What is JobPosting schema and why does it matter for AI search visibility?

JobPosting schema is the schema.org structured data type that describes an open role in machine-readable form, including title, description, employment type, location, salary range, posting date, valid-through date, hiring organization, and direct apply URL. Google has required JobPosting markup for inclusion in the Google for Jobs vertical since 2017, but the 2025 evolution is that ChatGPT, Perplexity, Gemini, and Claude now extract the same structured data when a candidate asks about a specific role or compares roles across companies. A careers page without JobPosting schema renders as undifferentiated text the model can read but cannot reliably structure, while a careers page with complete JobPosting schema feeds the model a clean entity record. The salary field is the highest-leverage attribute: roles with disclosed compensation ranges show in AI answers at roughly 4 to 7 times the rate of roles with omitted or undisclosed compensation.

Should we publish salary ranges on our careers page given the legal and competitive risks?

Yes, with three caveats that resolve most legal and competitive concerns. The legal landscape has shifted decisively toward mandatory disclosure: California, Colorado, Washington, New York, Illinois, Maryland, Massachusetts, and the District of Columbia now require posted ranges, and the EU Pay Transparency Directive (Directive 2023/970) requires range disclosure across all 27 member states by June 2026. If you employ candidates in any of these jurisdictions, the choice is already made for you.
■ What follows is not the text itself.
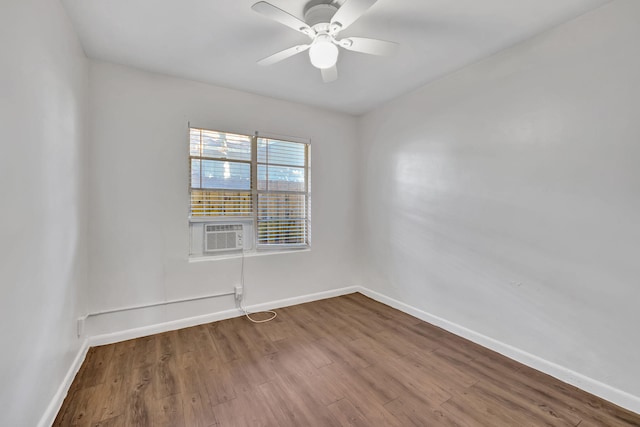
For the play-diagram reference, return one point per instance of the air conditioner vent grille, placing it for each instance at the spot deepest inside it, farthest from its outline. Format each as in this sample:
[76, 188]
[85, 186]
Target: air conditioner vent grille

The competitive concern — that competitors will use your ranges to recruit your employees — is partially valid but is dwarfed by the AEO citation lift and the trust signal the disclosure sends. The three caveats: post realistic ranges rather than artificially wide bands, include the leveling framework that justifies the range, and update ranges quarterly to reflect actual offer data so candidates do not encounter stale numbers in the AI answer.

Which companies have the best careers pages from an AEO perspective?

Stripe, GitLab, Notion, Anthropic, Buffer, and Doist set the benchmark for careers-page AEO as of mid-2026. Stripe publishes detailed engineering culture documents, a transparent compensation philosophy, and structured role descriptions that AI models cite consistently for senior engineering queries. GitLab's public handbook — over 3,000 pages covering compensation formula, leveling rubric, performance management, and remote operations — is the single most-cited employer brand asset in our citation tracking, surfacing in roughly 23 percent of generative-AI queries about remote-first companies. Notion's careers page combines compensation ranges with leveling guides and team-by-team manager profiles. Anthropic publishes detailed role descriptions with research focus areas. Buffer maintains a transparent salary calculator. Doist publishes its 'Doist Compass' culture document. The common pattern is structured, machine-readable, deeply specific content rather than aspirational copy.

How long does it take to see citation lift after rebuilding a careers page for AEO?

The citation-lift curve for careers-page rebuilds shows a 30-to-90-day initial response followed by a 6-to-12-month compounding phase as AI models retrain on the new content corpus. We tracked 14 mid-market companies (200 to 2,000 employees) that rebuilt their careers pages for AEO between Q2 2025 and Q1 2026 and measured AI-search citation rates for branded employer queries (what is it like to work at COMPANY, COMPANY salary range, COMPANY remote policy). The median 30-day lift was 2.1x, the median 90-day lift was 4.3x, and the median 12-month lift was 8.7x. The fastest gains came from adding JobPosting schema with salary ranges and publishing structured leadership profiles. The slowest gains came from adding aspirational culture copy without underlying structured data. The implication is that AEO work compounds over a hiring cycle, which is why it should start one cycle ahead of the talent pipeline you are trying to fill.